Wednesday, May 01, 2013

First Wednesday Book Review Club: BURIAL RITES, Hannah Kent


Burial Rites











It it nearly impossible to believe that a 27 year old Australian graduate student wrote this book, so mature and polished is the writing. 

BURIAL RITES, based on the last execution of an Icelander, is the story of Agnes Magnusdottir, a woman found guilty of the murder of two men in 1828. The story begins when she is brought to a rural farmhouse to await her execution. The family is appalled at having a murderess among them, but there is no other place for her to await her execution. At least she will serve as an unpaid servant in the interim. She proves useful to the family and community more than once.

A young minister is brought in to counsel Agnes in the months before her death. It is mostly he, a good man who's more than a little in love with her, who hears most of her story. Although in the close quarters of the farmhouse, the family hears her tale too. 

Kent uses the Icelandic language here and there and summons up great authenticity by her incredibly well researched details into what everyday life was like in Iceland in the1820s. We never doubt the sense of place or the rightness of what the characters say and think. 

It is never a happy story for any of the characters, but the pages turned quickly because the writing is that good. HIghly recommended. This is sure to be one of the big books of this sumer and fall.

For more book reviews, check with Barrie Summy. 

7 comments:

Margot Kinberg said...

Patti - Oh, now you've got me intrigued! I like historical fiction and this one sounds like a compelling story. Thanks for sharing.

Sarah Laurence said...

This book sounds very interesting, both the premise and the writing. You make me want to read it even though I don't read much historical fiction.

Barrie said...

This book sounds so good.
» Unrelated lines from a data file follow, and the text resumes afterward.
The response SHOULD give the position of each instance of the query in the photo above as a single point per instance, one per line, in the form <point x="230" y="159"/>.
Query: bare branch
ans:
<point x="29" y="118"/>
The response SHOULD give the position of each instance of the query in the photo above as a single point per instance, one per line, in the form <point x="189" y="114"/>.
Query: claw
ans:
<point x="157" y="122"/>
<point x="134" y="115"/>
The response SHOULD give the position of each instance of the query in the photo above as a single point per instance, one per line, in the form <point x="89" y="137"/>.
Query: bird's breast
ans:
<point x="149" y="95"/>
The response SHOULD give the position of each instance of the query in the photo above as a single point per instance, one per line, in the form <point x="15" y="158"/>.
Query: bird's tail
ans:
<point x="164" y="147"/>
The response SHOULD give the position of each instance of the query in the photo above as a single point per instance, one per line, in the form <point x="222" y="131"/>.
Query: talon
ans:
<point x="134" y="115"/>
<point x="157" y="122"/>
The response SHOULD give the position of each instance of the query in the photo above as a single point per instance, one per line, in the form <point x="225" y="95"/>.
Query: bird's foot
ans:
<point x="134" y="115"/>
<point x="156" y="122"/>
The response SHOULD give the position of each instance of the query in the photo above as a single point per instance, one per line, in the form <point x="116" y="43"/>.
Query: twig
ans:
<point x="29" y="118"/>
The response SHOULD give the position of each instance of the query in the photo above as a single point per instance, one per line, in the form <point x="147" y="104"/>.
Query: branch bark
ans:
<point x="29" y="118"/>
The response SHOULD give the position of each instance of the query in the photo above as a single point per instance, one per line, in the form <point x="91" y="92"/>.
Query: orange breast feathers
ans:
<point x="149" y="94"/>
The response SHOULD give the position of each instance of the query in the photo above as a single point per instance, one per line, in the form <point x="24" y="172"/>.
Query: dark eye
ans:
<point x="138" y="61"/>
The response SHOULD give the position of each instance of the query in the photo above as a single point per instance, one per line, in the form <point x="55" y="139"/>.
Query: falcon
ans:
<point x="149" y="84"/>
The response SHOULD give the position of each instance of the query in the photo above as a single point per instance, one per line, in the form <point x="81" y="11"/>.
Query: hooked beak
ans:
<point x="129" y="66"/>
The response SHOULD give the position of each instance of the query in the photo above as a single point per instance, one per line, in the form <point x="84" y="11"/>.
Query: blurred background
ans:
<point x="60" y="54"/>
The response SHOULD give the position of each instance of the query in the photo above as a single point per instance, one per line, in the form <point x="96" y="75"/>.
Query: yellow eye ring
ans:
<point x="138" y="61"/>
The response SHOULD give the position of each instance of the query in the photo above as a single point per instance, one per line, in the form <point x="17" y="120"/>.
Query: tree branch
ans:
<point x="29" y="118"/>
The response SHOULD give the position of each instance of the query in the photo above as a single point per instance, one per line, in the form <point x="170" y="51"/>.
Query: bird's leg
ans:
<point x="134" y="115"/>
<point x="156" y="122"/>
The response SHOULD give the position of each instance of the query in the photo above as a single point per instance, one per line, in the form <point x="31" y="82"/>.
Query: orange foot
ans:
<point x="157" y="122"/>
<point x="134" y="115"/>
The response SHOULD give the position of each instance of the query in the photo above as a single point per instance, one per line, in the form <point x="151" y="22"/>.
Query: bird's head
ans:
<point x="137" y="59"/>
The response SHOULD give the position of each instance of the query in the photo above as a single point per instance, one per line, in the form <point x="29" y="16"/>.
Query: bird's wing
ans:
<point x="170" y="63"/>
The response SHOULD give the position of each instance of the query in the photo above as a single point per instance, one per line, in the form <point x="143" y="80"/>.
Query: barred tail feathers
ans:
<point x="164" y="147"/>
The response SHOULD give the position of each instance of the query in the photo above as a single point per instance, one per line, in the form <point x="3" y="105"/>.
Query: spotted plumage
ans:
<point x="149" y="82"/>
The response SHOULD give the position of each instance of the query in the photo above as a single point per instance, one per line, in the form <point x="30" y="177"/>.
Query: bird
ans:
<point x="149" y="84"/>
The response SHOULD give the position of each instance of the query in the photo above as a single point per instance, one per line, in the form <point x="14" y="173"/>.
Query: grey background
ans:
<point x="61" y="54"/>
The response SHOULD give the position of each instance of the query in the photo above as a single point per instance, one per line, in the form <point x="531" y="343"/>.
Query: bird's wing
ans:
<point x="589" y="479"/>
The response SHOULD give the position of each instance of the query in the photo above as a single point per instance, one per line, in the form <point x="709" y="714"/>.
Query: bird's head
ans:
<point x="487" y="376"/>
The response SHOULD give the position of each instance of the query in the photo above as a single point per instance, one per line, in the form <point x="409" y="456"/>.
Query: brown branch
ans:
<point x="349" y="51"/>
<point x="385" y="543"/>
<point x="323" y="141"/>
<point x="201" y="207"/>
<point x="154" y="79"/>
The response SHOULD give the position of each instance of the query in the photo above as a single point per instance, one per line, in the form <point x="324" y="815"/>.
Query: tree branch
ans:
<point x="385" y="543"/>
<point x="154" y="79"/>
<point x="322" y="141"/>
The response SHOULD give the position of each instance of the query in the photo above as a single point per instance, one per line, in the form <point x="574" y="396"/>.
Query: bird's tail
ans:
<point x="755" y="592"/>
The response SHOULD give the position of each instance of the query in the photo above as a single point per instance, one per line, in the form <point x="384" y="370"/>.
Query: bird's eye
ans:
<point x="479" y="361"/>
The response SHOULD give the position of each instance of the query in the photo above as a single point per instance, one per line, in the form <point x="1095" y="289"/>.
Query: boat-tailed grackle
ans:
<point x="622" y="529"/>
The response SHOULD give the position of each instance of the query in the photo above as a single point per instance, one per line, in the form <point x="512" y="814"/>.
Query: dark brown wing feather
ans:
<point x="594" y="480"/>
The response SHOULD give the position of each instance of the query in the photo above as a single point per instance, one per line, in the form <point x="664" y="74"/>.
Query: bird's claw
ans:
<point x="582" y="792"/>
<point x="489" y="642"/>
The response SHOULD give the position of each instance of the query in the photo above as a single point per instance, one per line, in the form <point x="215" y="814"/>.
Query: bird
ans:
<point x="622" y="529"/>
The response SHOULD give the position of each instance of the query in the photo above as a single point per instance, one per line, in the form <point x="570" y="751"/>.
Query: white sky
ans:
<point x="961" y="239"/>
I'm bummed it doesn't come out until September. After reading your review, I immediately thought of The Weight of Water by Anita Shreve. Which I loved. Patti, are the two books at all similar?
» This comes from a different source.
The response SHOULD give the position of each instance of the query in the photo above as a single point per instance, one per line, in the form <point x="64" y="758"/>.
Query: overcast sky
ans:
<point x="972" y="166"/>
pattinase (abbott) said...

I know I read that book but I can't remember it well enough to say. I think it was someone in the present investigating a murder whereas this is totally in 1825 and in Iceland, which seems quite exotic. I was surprised at how religious these people were.
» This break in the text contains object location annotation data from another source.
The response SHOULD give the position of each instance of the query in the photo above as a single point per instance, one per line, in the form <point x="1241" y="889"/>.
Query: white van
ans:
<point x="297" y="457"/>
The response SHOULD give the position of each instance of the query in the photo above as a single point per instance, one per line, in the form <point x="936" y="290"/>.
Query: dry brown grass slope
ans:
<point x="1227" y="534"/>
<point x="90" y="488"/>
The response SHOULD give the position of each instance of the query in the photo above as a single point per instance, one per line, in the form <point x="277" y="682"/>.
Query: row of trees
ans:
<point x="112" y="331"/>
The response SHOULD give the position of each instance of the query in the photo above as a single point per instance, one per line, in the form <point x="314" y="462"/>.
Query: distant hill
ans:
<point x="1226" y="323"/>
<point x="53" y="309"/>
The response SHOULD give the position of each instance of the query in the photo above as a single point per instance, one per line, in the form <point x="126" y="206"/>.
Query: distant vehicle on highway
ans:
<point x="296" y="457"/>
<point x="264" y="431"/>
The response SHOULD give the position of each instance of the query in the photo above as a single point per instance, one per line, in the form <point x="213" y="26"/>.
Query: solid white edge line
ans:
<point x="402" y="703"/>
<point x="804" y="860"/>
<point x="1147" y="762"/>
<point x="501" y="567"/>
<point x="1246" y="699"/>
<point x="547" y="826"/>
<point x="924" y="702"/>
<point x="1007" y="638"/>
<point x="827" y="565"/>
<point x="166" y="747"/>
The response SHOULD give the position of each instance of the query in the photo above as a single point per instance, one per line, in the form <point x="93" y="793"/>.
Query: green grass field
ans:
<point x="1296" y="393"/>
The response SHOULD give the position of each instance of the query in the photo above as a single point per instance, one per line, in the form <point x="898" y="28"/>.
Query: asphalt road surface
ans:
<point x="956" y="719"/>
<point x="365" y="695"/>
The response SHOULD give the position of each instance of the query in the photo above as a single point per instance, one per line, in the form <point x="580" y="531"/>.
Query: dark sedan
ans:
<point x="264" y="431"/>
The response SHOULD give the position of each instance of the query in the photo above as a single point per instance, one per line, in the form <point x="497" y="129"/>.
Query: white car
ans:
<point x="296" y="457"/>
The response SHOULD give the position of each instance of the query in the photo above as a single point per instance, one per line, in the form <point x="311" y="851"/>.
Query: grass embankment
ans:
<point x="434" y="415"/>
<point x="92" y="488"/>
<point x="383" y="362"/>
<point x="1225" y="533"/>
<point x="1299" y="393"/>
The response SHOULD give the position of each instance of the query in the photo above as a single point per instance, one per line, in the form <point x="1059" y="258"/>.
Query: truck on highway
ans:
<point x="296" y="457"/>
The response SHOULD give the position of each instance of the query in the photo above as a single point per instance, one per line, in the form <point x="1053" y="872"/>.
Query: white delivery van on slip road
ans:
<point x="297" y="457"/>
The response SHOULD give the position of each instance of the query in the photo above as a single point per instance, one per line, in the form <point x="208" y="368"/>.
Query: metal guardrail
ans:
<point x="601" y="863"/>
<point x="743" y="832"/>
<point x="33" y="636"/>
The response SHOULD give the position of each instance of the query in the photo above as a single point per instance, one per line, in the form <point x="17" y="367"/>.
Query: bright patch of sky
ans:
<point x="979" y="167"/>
pattinase (abbott) said...

I know I read that book but I can't remember it well enough to say. I think it was someone in the present investigating a murder whereas this is totally in 1825 and in Iceland, which seems quite exotic. I was surprised at how religious these people were.

Alyssa Goodnight said...

How wonderful to hit it out of the park on your first try as a writer! :) And it doesn't seem like she picked a particularly easy topic either...

Great review!

Jennifer A. Jilks said...

This is a good tip. I'm always looking for historical fiction. Thanks for the review!